Wahrscheinlich willst Du beim keychain-Aufruf im Profile noch so Optionen wie --noask --quick (anstelle des Arguments ~/.ssh/id_dsa) benutzen. Du musst dann nur irgendwann einmal das obige keychain-Kommando (oder ssh-add) aufrufen, um den Schlüssel einmalig (pro Computerstart) einzugeben. Dass Du den Schlüssel einmal irgendwo eingeben musst, sollte klar sein.

Edit: Passwortlose Anmeldung bei ssh ist wohl das Schlechtestmögliche. Wenn, dann mach Dir wenigstens einen id_dsa-Schlüssel ohne Passwort, aber auch das ist sicherheitsmäßig schon ein GAU.

----------

## Jimini

 *mv wrote:*   

> Edit: Passwortlose Anmeldung bei ssh ist wohl das Schlechtestmögliche. Wenn, dann mach Dir wenigstens einen id_dsa-Schlüssel ohne Passwort, aber auch das ist sicherheitsmäßig schon ein GAU.

 

Sorry, genau das meinte ich - die Anmeldung erfolgt über einen Public Key ohne Passwort. Allerdings kommen noch 2 Dinge hinzu:

- der Fileserver ist nur aus dem LAN erreichbar

- das Einloggen als der User des Routers, von dem aus die SSH-Verbindung vom Router zum Fileserver aufgebaut wird, ist via SSH nicht möglich. De facto muss man also root-Zugriff haben, um die Verbindung aufbauen zu können, und root-Zugang via SSH ist natürlich ebenfalls nicht möglich

Damit sollte das ganze doch halbwegs sicher sein, oder?

MfG Jimini

----------

## mv

Es kommt darauf an, wie oft Du diesen Zugriff machst: Wenn Du ohnehin bei jedem Einschalten des Rechners als erstes das Passwort für den Public Key eingibst, ist das Vorgehen ziemlich egal. Wenn Du das aber nur relativ selten machst, kann Dein Fileserver bei Benutzung von keychain nur dann über diesen Key kompromitiert werden, wenn zufällig Dein Router genau zu dem Zeitpunkt angegriffen wird (oder ein Troyaner läuft), zu dem Du den Key eingibst - und beim nächsten Start ist die Gelegenheit schon wieder vorüber.

Klar, wenn Du sicher bist, dass Dein Router nie und nimmer übernommen werden kann, ist es wurst.

Aber über Aussagen wie "nur von LAN aus erreichbar" musst Du vorsichtg sein: Es gibt IP-Spoofing, MAC-Spoofing, Ausnutzen von Overflows von Tabellen von IP's oder MACs, ...

----------

## Jimini

Die beiden Kisten laufen bei mir 24/7, das Script läuft bei mir exakt einmal pro Tag. So wie ich dich verstehe, wäre ein fremder Zugriff auf den Fileserver nur zu exakt diesem Zeitpunkt möglich - von Trojanern mal abgesehen, korrekt? Dass der Router übernommen wird, kann ich natürlich nicht absolut ausschließen ;)
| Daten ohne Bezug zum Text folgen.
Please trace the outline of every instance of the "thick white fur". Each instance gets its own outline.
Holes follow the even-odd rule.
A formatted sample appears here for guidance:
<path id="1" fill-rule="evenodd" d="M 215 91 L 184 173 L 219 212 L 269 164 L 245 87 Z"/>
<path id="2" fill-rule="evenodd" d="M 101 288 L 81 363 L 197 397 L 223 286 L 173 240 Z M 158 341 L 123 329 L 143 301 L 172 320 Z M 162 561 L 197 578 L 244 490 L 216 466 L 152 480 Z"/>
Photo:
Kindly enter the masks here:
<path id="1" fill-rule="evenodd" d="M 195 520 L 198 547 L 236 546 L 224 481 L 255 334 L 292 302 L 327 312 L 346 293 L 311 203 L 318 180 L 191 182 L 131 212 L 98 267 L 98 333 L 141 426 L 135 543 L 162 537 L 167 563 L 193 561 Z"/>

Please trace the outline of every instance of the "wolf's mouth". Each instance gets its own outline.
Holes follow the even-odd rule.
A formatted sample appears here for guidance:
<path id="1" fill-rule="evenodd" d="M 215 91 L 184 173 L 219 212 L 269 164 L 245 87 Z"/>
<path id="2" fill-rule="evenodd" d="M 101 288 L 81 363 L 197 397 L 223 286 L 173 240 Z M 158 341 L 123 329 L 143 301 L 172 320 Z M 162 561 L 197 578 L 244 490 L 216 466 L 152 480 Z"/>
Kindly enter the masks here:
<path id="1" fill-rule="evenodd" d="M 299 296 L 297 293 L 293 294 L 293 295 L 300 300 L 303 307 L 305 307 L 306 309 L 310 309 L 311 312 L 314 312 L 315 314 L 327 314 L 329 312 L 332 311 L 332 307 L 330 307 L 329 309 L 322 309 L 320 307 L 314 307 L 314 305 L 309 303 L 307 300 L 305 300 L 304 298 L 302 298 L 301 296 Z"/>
Mal eine Frage aus Interesse - inwieweit kann man IP- bzw MAC-Spoofing entgegenwirken, wenn man bei den iptables-Regeln Zugriff auf bestimmte Services an eine bestimmte NIC bindet?

MfG Jimini

----------

## mv

 *Jimini wrote:*   

> Die beiden Kisten laufen bei mir 24/7, das Script läuft bei mir exakt einmal pro Tag.

 

Es kommt nicht darauf an, wie oft das Script gestartet wird, sondern wie lange die Instanz des ssh-agent läuft, in die Du Dein Passwort eingegeben hast: Solange dieser Daemon läuft, kann root ihn ansprechen und entsprechend Zugriff auf Deinen Fileserver erhalten.

 *Quote:*   

> Mal eine Frage aus Interesse - inwieweit kann man IP- bzw MAC-Spoofing entgegenwirken

 

Da bin ich kein Spezialist, aber von dem, was ich hörte, so ziemlich gar nicht: Für einen Angreifer mit entsprechenden Kenntnissen dürfte irgendein Mechanismus zum Spoofen immer zu finden sein (falls er physikalisch nahe genug an Dein Netz kommt - u.U. hält ihn halt Dein Internetprovider indirekt davon ab).

----------